Jeremy Armitage, head of eFX at State Street, says algorithms can be used to see how the firm’s trading patterns are being interpreted by the market and used against them. “Is there a risk that what we are doing is being picked up by other people in the market electronically, and then they are trading against us in some fashion? We have a suite of algos to look at how what we are doing is impacting the market, and we use that to decide to trade more slowly, or to randomise our trades a bit, or trade at different market venues. Ideally, you want to trade with zero footprint, which every institutional investor knows is impossible.”

Adding alpha

One question is, are these new technologies adding alpha? Opimas says it is impossible to pin down how much alpha comes from the intelligent use of data sets, but provided an example of a hedge fund it worked with, which spent more than $50m annually on sourcing, analysing, and implementing alternative data strategies. “This implies that the fund managers believe they must generate at least 2% in alpha annually simply to cover the associated costs,” the firm points out.

There are though other ways algos can provide value. The buyside should use them to decide how their providers have performed as counterparties, suggests Gary Brackenridge, global head of asset management at Linedata. They should also use it to reduce cost and reduce the inefficiencies after a trade.

“What you are really trying to achieve is to generate alpha. This mythical alpha or idiosyncratic risk or exposure no one has ever found. We are all using the same tools and techniques to try and capture this unicorn. Big data, machine learning, and artificial intelligence give us more tools, but they don’t give us more unicorns to find. I liken this trend to the early days of low latency trading. There was an incredible arms race,” he argues.

Charles Ellis, a trader and quant strategist at Mediolanum Asset Management, believes that the industry needs a balance between quantitative data, fundamental processes and human understanding. “We actively look at how machine learning can be embedded into our investment process,” he says.


There is also a risk component. Bhavna Khurana, vice president of client solutions financial services at The Smart Cube, believes that traders should spend more time using AI to look at risk. “Large asset managers and banks can get a lot of help from AI and ML in terms of their risk function. The way it’s conducted now, it’s regulatory-driven, and there’s not a lot of analytical thought going into whether our models or functions are truly robust,” she says.

The future

However AI is used, industry pundits agree that the future will look very different. Predictive algorithms actually mean correlations could occur faster than the speed of light, points out Michael Cooper, chief technology officer at Radianz. He cites a paper, Information Transmission Between Financial Markets in Chicago and New York, which suggests that predictive algorithms could statistically anticipate Chicago futures price changes before the information can even reach the equity market engines.

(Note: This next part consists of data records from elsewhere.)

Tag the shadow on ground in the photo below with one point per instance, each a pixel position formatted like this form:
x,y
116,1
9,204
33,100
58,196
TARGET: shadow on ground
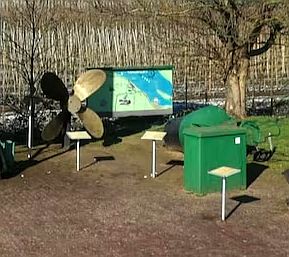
x,y
242,199
254,170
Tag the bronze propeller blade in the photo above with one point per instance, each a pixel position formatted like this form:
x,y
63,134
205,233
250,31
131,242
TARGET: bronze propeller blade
x,y
88,83
53,129
92,122
53,87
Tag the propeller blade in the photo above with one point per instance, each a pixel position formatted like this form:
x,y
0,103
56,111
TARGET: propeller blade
x,y
92,122
88,83
53,129
53,87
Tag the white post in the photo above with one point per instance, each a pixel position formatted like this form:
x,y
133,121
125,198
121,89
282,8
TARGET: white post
x,y
77,155
29,155
223,198
153,174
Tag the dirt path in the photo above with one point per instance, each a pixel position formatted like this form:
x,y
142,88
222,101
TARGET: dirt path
x,y
110,209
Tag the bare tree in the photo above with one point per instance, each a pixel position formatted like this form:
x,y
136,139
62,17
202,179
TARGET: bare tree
x,y
28,54
229,33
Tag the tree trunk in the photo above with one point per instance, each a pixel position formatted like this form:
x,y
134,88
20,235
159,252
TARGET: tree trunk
x,y
236,85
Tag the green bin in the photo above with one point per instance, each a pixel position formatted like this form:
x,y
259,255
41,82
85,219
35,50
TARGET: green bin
x,y
208,148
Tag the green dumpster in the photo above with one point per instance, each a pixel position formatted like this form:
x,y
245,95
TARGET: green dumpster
x,y
208,148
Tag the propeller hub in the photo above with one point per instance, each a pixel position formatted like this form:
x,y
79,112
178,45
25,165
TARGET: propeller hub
x,y
74,104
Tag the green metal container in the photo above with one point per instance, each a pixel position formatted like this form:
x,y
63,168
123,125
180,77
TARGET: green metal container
x,y
205,117
208,148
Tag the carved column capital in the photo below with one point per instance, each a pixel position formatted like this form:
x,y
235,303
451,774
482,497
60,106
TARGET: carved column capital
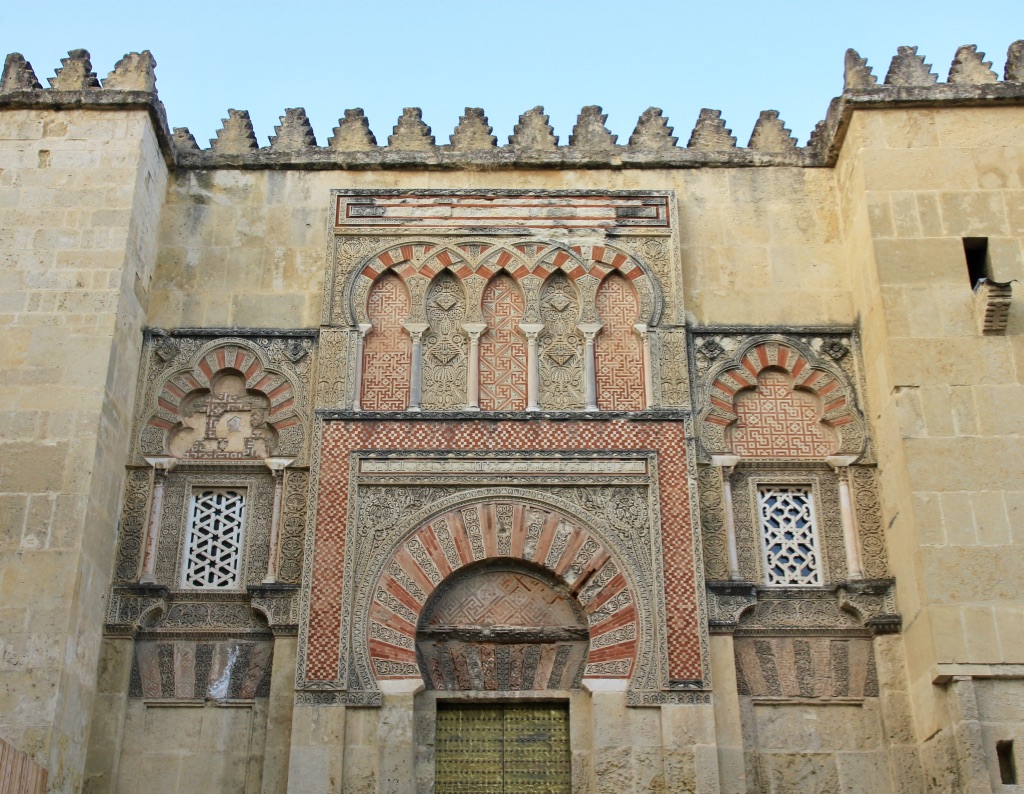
x,y
727,464
278,466
416,330
473,330
841,464
530,330
162,466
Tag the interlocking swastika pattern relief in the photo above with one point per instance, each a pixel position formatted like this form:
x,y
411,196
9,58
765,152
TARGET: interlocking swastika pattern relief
x,y
387,357
777,421
788,535
503,353
617,351
213,550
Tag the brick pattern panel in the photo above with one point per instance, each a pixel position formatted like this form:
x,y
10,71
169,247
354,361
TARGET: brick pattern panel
x,y
387,356
503,352
617,351
776,421
668,440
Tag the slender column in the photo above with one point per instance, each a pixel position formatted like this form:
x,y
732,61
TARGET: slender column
x,y
648,376
416,331
590,370
841,463
727,464
360,339
278,466
162,467
473,331
531,331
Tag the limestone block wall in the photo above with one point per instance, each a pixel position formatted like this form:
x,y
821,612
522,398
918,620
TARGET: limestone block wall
x,y
914,184
80,196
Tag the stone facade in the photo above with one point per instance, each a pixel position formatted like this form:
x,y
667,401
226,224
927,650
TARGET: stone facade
x,y
311,452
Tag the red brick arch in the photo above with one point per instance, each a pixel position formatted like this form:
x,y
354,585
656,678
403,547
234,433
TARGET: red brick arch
x,y
231,357
504,530
539,258
837,409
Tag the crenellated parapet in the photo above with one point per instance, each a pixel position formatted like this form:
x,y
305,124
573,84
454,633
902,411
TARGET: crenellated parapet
x,y
909,81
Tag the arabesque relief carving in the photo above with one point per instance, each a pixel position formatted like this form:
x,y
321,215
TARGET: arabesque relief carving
x,y
232,399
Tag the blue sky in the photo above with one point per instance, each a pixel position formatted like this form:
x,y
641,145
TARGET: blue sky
x,y
740,57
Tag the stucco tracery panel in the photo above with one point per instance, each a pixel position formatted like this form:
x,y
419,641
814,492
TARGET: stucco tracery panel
x,y
776,421
390,506
617,350
387,357
561,347
227,399
503,351
444,346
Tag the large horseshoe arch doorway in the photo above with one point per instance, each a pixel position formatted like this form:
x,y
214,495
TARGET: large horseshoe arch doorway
x,y
508,608
502,625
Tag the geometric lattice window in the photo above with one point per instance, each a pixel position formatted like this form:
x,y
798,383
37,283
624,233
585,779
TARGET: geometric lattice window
x,y
790,538
213,549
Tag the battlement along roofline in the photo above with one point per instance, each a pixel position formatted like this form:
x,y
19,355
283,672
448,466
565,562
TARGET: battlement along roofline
x,y
909,82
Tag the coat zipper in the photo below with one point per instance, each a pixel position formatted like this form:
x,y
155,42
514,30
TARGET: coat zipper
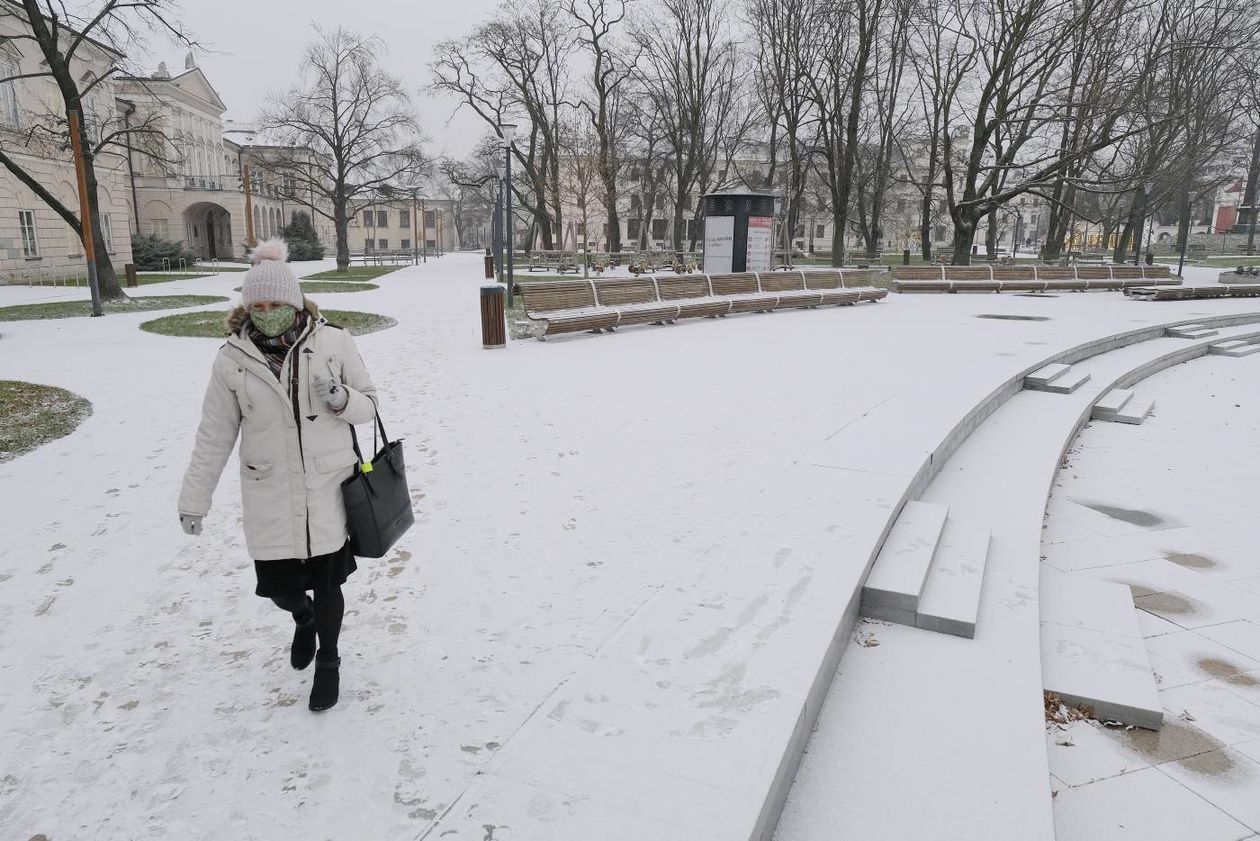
x,y
295,354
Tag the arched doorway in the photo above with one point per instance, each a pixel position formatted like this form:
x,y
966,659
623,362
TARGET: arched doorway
x,y
208,231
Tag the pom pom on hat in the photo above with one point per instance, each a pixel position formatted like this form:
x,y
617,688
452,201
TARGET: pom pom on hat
x,y
270,279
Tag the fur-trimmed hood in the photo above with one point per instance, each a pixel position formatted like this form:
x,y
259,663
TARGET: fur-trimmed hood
x,y
237,318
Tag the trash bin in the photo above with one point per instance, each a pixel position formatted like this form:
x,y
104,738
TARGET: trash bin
x,y
494,328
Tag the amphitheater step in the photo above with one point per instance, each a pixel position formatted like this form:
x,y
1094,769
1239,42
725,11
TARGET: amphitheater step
x,y
900,570
1191,332
1093,652
1110,404
1235,348
1064,383
1045,376
1135,410
951,594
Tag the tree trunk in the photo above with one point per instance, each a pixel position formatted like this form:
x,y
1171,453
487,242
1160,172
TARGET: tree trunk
x,y
838,223
1249,193
926,235
340,225
964,235
106,278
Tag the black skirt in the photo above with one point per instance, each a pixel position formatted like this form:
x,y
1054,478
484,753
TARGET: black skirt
x,y
297,575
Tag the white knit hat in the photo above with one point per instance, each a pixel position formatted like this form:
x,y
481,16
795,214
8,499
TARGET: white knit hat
x,y
270,279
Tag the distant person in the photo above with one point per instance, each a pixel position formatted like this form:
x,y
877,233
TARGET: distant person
x,y
291,385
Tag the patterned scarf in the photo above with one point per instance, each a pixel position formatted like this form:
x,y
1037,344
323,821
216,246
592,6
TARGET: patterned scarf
x,y
275,349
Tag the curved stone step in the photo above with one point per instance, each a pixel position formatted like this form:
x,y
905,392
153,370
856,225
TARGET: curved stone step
x,y
951,595
901,569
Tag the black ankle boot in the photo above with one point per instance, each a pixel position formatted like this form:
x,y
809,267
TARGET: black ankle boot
x,y
326,686
303,651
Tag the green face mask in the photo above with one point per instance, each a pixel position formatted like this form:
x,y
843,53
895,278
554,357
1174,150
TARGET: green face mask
x,y
274,322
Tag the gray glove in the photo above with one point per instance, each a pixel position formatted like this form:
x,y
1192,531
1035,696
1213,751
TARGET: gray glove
x,y
332,392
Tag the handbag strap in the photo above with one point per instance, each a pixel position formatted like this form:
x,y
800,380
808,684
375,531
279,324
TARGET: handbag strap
x,y
354,439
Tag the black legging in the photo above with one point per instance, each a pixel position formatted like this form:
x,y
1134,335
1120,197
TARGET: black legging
x,y
328,605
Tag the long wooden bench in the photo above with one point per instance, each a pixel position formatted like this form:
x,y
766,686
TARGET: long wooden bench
x,y
606,304
1192,293
1027,279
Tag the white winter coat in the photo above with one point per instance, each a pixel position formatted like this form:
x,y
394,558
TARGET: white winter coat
x,y
292,457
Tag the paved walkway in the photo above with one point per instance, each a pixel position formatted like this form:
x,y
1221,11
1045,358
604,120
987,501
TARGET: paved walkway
x,y
1169,508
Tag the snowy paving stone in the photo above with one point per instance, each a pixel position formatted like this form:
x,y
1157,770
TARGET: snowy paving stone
x,y
1225,778
1138,807
1241,637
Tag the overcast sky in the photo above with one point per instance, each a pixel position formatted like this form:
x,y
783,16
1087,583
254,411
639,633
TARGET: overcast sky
x,y
255,47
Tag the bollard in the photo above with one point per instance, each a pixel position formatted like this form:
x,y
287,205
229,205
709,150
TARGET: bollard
x,y
494,328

Though faster-than-light communication has been shown by Einstein to be physically impossible, say the authors of the report, they “observe a signal consistent with the emergence of such predictive algorithms, by documenting correlations that occur over timescales shorter than the theoretical limit of 3.93ms, the time it takes for light, which travels at a velocity of 299,475 metres per second in air, to travel the distance of 1,187 kilometres between the Chicago Mercantile Exchange’s matching engine in Aurora Illinois, and Nasdaq Exchange’s matching engine in Carteret, New Jersey.”

It may sound like science fiction, but Cooper argues that the industry will have to learn to acquire, curate, and maintain its data even as evolution continues to bring new opportunities and challenges.

“You are into a world of almost constant change,” he says.